ROAM

 

Representations of Home Creative Journal

ROAM - Winter/Spring 2022 - ROAM 2

Chronicles of the search for the eternal –

Carlotta Micale

Butterflies flapping their wings in my belly; I look for the eternal inside the nuts, under dry shells, between gray seeds of plants, and I cry, I cry so much, I cry facing the truth: I cannot find it.

I resign myself to discoloration.

Then I fish on the paved floor. I can play the sidewalk, I can pass the arc on the light cords, I can draw on the windows of my neighbors, I can leave the house, transgress only to play on the children's swings. I can sing a Gregorian melody, I can sing African songs, I can sing to the word that I’m crying, I can sing to the word that I cannot resign, but I’m resigned to resignation.

I miss my land, I miss my people, I miss my words.

A prolonged babble pastes my tongue, knots my chest, mind a liquid branch derailed on the tree. I can see three pigeons fighting for a piece of bread. I am a privileged one in this desperate world, mad world, sad world. I can spy the neighbor. She is giving the bread to the pigeons; she wants them to fight for the bread. She is sad. I am sad. I look for the eternal inside the nuts, under dry shells, between gray seeds of plants, and I cry, I cry so much, I cry facing the truth: I cannot find it.

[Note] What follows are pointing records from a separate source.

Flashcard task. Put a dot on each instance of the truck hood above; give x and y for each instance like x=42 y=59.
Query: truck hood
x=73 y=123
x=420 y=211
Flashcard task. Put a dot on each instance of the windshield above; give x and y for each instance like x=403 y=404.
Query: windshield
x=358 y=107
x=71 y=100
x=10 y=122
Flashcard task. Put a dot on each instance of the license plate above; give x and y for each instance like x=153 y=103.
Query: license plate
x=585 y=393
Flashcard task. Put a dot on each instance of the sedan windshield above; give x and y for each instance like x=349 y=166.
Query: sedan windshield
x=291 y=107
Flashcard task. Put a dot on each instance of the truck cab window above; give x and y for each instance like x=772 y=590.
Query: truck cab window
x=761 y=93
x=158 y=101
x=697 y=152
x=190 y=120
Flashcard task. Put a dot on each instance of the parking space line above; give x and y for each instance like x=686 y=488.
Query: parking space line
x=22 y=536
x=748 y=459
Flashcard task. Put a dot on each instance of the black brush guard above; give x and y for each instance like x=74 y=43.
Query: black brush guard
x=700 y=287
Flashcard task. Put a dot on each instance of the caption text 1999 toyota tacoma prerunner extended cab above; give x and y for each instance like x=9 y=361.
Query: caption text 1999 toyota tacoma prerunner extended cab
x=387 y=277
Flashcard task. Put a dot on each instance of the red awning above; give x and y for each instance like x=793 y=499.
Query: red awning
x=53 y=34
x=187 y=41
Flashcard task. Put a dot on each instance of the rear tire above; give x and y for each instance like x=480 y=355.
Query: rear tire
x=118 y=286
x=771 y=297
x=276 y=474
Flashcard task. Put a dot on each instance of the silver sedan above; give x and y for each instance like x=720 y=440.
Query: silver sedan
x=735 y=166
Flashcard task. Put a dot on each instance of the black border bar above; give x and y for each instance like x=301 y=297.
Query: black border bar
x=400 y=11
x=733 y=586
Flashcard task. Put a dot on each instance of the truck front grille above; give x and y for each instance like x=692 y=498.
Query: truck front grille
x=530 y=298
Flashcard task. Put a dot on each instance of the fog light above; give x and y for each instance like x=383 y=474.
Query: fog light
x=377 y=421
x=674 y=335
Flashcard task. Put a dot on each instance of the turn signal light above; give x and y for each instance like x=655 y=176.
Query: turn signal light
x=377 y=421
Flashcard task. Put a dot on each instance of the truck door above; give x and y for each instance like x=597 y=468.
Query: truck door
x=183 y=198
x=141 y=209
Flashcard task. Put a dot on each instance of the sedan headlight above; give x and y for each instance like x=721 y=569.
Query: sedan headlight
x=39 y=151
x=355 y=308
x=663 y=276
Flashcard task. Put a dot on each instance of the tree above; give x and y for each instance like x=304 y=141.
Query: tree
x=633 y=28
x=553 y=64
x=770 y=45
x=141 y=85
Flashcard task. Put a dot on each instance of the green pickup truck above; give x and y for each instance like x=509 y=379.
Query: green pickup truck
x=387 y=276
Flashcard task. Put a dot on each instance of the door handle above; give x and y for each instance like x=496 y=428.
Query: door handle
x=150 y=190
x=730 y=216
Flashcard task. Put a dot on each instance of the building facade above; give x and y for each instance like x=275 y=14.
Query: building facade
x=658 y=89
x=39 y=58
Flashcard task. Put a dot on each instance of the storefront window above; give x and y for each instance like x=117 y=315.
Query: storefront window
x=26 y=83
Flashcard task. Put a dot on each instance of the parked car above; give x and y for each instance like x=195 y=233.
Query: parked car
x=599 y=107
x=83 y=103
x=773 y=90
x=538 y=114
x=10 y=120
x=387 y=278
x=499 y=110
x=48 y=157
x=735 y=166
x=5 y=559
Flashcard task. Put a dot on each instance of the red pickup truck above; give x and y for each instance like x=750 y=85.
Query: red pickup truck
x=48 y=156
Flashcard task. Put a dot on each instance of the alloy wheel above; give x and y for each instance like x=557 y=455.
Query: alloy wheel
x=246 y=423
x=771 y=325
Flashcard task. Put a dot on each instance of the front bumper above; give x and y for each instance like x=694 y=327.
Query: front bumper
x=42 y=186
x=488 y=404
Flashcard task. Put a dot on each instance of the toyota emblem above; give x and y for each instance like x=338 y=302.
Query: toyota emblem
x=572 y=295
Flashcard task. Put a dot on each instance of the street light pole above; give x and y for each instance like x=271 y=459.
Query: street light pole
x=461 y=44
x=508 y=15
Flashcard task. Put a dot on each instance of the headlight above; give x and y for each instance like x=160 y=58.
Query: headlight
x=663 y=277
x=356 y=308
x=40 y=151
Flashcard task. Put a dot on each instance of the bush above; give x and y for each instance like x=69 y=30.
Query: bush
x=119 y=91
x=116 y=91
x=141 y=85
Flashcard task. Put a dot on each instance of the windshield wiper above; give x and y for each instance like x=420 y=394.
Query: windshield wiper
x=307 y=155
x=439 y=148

I wander for hours; I need to remind myself that I am alive. I cannot remember how to feel alive. I can see the sun behind the filter of a dirty window. So much dirt in this house. I spend hours staring at the tiles. The dust enters only in the grooves. Damn grooves. Damn house. Damn winter. I still cannot find the eternal. It is not between the tiles. It is not between the breadcrumbs left by the pigeons; it is not between the lines of my drawing.

Eternal doesn’t exist.

I miss the words.

I miss the eternal.

I cannot stop looking for the eternal. I spend all my mornings writing and staring at the windows of the other people. If I look down at the table, powdered newspaper, print newsletters rain down. Don't talk to me, don't look for me. I can only see a polaroid of the time passing through. I give in to the impatient build-up of energy and burst.

Drops of stone wash my childish smile from the photos on my desk, and I see myself stripped down, with one hand on the newspaper, and the other one in the pit, while the neighbor cooks a milk soup for dinner. I look for the eternal inside the nuts, under dry shells, between gray seeds of plants, and I cry, I cry so much, I cry facing the truth: I cannot find it.

The city needs me, yet it twists its mouth, amidst lamentations and torments. Are you satisfied? I am not.

Pack me and take me into the cellar to macerate. I will have a fragrant decantation. I will have a checked tablecloth without embroidery and a yellow fridge to open at night.